To be eligible, you have to relocate within a year of taking the job, and be a full-time employee for 39 weeks during the first year after the move. Though you don't have to wait until you've been there 39 weeks to claim the deduction, should you cease to be employed there before the 39-week mark, you'll have to file an amended return.
5. Retirement Withdrawals
If unemployment forced you had to dip into retirement savings, you can avoid some of the early withdrawal penalties under certain circumstances. (Remember, you are still required to pay tax on the actual withdrawn amounts). If you withdrew from an IRA to cover unreimbursed medical expenses, the withdrawn money isn't subject to the penalty.

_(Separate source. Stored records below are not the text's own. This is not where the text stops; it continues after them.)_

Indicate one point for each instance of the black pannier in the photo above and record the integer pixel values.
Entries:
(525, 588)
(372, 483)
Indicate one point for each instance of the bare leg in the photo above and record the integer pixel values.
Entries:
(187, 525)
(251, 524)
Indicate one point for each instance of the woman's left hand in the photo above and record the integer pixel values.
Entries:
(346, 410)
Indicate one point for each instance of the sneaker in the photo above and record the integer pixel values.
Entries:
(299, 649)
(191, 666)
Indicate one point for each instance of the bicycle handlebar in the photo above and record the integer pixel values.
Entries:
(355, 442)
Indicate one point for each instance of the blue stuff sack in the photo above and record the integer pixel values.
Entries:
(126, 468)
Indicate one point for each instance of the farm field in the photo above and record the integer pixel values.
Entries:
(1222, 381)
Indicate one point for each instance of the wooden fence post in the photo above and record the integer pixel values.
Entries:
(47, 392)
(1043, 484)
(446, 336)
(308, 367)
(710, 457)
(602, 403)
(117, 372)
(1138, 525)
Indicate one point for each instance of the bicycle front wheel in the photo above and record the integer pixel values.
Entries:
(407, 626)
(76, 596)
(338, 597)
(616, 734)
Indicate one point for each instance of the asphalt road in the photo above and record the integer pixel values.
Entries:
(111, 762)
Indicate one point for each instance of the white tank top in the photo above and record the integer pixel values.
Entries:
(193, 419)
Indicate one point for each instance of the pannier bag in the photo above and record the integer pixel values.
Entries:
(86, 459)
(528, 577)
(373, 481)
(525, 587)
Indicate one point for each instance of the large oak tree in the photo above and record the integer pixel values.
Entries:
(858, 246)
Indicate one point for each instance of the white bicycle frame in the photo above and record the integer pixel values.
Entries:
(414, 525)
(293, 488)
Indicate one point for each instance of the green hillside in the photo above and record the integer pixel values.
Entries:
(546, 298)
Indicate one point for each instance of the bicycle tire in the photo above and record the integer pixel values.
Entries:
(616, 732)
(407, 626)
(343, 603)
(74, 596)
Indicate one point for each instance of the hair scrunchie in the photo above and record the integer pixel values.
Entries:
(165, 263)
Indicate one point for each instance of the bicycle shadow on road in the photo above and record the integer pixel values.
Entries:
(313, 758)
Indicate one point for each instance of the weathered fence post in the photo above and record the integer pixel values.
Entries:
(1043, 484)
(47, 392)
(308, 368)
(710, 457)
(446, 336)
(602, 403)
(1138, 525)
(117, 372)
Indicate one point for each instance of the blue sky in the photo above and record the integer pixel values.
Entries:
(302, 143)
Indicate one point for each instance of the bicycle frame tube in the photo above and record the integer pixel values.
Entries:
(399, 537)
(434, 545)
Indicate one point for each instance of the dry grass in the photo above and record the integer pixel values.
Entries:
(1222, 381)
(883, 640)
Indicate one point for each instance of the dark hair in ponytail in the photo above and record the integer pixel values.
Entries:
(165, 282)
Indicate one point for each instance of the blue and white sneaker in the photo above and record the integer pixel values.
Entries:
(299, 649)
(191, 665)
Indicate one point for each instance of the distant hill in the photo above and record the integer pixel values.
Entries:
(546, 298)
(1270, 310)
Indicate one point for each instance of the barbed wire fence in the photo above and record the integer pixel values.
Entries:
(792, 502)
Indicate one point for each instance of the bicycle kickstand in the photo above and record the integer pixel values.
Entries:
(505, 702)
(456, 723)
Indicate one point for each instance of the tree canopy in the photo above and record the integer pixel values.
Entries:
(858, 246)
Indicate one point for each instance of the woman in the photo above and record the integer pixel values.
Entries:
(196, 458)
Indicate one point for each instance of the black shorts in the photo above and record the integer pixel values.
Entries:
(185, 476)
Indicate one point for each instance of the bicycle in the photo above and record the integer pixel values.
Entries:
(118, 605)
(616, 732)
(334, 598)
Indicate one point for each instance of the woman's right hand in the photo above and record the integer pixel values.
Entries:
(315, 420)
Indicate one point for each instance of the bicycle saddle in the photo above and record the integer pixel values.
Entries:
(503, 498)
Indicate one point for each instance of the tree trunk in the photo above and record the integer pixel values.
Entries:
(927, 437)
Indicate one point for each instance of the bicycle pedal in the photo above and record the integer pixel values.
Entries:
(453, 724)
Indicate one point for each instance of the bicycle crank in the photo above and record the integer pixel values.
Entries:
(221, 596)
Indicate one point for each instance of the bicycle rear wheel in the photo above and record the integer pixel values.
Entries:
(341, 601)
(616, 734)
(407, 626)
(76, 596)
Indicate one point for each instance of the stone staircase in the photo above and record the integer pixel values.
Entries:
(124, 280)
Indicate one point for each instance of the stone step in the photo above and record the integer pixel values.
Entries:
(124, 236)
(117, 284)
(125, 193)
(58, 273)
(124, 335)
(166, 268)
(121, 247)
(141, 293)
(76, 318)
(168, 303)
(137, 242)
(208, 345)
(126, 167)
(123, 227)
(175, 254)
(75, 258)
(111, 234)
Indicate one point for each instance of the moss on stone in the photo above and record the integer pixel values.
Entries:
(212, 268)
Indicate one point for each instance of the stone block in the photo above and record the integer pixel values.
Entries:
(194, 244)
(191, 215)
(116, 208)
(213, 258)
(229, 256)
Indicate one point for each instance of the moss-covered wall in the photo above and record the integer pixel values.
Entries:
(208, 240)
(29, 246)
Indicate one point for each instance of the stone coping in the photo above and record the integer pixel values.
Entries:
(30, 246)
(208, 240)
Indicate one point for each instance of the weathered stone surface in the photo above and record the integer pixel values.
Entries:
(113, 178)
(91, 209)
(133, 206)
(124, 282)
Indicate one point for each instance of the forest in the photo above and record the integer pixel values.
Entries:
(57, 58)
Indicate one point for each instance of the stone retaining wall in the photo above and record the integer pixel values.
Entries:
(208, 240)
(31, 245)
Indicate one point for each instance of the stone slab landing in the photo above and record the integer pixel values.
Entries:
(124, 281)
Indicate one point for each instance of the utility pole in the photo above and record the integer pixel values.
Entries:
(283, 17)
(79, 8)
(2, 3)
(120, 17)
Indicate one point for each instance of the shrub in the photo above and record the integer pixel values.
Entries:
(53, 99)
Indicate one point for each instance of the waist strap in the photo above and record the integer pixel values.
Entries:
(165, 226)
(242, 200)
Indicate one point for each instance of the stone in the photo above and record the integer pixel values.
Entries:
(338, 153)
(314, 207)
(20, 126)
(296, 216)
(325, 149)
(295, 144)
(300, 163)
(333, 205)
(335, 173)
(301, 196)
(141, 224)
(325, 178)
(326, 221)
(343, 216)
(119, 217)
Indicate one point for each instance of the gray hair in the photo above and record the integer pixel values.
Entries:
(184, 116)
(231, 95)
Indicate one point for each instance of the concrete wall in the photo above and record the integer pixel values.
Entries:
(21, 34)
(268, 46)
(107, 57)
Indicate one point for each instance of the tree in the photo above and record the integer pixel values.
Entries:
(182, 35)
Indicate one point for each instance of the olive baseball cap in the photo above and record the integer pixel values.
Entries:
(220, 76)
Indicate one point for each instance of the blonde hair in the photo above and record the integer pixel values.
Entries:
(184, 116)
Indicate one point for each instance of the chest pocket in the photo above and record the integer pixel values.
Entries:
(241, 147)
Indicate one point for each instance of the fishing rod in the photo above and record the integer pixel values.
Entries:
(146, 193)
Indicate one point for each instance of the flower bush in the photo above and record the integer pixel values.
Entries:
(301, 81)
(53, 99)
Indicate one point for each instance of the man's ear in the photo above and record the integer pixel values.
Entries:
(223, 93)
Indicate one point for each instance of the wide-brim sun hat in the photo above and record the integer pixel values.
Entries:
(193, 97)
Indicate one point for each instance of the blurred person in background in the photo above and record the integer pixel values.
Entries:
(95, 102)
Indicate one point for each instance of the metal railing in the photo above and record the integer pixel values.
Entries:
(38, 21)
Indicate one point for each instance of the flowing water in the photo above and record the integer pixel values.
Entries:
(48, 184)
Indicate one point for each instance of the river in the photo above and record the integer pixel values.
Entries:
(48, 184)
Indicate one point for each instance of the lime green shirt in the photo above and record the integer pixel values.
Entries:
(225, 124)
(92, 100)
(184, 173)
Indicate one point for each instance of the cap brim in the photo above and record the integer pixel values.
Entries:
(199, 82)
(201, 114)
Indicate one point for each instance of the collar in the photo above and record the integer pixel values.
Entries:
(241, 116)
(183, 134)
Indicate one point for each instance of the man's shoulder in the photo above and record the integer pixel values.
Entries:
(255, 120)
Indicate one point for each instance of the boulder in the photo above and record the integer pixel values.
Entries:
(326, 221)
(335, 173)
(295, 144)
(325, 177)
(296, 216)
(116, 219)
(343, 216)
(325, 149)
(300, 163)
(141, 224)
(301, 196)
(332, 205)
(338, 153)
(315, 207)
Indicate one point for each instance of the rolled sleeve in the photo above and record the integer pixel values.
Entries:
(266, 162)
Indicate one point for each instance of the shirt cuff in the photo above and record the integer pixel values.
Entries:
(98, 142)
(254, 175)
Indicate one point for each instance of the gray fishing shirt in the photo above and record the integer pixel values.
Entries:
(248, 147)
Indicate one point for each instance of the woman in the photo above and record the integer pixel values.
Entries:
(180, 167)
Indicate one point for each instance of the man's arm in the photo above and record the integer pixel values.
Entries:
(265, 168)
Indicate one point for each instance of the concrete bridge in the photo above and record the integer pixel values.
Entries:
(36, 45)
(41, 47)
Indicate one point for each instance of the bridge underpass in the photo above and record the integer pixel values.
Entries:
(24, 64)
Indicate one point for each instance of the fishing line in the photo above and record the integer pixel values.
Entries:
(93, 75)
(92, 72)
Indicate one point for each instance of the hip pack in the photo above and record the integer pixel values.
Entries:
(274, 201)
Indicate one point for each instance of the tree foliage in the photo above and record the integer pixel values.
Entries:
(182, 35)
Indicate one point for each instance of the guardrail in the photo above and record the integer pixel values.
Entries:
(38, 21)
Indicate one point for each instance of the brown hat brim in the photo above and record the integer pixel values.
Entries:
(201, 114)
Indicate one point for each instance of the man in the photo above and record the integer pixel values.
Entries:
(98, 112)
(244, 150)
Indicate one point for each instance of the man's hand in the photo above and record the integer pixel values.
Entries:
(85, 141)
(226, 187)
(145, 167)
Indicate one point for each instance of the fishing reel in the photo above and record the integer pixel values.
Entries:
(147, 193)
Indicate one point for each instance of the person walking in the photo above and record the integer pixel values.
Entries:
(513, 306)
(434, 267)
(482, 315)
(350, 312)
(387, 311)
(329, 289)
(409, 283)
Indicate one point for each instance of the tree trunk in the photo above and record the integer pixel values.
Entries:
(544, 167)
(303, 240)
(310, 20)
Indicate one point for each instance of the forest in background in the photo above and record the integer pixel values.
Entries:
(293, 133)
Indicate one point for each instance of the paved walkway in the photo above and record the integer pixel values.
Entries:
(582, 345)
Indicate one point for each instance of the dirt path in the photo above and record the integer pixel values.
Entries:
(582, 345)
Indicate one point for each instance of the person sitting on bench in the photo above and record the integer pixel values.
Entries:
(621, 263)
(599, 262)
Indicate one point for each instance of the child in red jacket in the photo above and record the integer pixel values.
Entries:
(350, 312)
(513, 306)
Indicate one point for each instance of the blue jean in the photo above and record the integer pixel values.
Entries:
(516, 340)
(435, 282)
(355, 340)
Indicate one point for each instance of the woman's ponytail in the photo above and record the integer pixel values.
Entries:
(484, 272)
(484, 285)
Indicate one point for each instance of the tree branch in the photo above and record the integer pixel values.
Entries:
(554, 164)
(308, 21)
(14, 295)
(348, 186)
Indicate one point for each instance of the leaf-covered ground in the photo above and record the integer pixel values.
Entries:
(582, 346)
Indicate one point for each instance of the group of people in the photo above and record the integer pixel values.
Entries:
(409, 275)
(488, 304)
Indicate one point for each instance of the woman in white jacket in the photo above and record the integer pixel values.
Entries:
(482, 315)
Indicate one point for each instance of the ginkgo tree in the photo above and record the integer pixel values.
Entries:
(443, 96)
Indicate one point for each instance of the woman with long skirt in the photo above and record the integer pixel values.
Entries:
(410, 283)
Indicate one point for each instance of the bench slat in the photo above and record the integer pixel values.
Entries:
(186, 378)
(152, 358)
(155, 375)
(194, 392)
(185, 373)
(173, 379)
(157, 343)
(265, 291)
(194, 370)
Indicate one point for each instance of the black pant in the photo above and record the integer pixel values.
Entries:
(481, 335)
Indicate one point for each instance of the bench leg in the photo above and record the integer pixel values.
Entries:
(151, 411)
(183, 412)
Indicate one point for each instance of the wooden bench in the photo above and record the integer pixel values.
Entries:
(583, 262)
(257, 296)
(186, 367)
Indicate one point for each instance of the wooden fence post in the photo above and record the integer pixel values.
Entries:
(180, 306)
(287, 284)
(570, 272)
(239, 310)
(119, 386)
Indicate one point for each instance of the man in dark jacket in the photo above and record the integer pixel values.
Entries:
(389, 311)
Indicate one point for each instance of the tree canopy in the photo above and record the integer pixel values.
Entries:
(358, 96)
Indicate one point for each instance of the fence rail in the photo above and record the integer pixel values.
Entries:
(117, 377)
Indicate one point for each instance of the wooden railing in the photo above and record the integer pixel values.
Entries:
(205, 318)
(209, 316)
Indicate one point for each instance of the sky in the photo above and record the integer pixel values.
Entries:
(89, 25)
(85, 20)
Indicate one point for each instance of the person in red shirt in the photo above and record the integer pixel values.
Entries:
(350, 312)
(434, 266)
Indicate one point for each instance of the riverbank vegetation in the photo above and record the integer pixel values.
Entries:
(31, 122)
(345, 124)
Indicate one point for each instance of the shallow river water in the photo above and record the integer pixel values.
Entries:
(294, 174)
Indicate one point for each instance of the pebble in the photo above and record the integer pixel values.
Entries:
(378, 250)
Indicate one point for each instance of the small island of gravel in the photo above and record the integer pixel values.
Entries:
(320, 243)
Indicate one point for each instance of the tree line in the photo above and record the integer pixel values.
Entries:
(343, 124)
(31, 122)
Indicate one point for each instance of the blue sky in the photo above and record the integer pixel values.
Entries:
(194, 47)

If you withdraw retirement funds because of dire financial hardship (defined by the IRS as "an immediate and heavy financial need"), and used the funds for medical expenses, certain educational expenses and payments necessary to keep your home, the funds may also penalty-free. Further, CCH advises that if you establish "a payment schedule of regular equal withdrawals over your lifetime until you reach age 59.5" and you use the retirement funds to pay for health insurance, the money is also penalty-free. (Don't let these simple errors take the luster off your golden years. Check out 5 Tax(ing) Retirement Mistakes.)
6. Freelance Tax Breaks
If ventured into the world of freelance work while unemployed, you may qualify for some tax benefits. These include health insurance premiums (fully deductible), some home office and equipment expenses, professional association fees and qualifying travel expenses. Although you are unemployed, remember that you are still required to pay taxes on freelance income that you do earn (and that you must report).
The Bottom Line
While your actual unemployment benefits are fully taxable, the IRS does allow certain deductions that can help to lower your tax bill when you need extra cash the most. Educating yourself on the tax benefits designed to help the unemployed can help reduce your taxes owed until you get back into the workforce.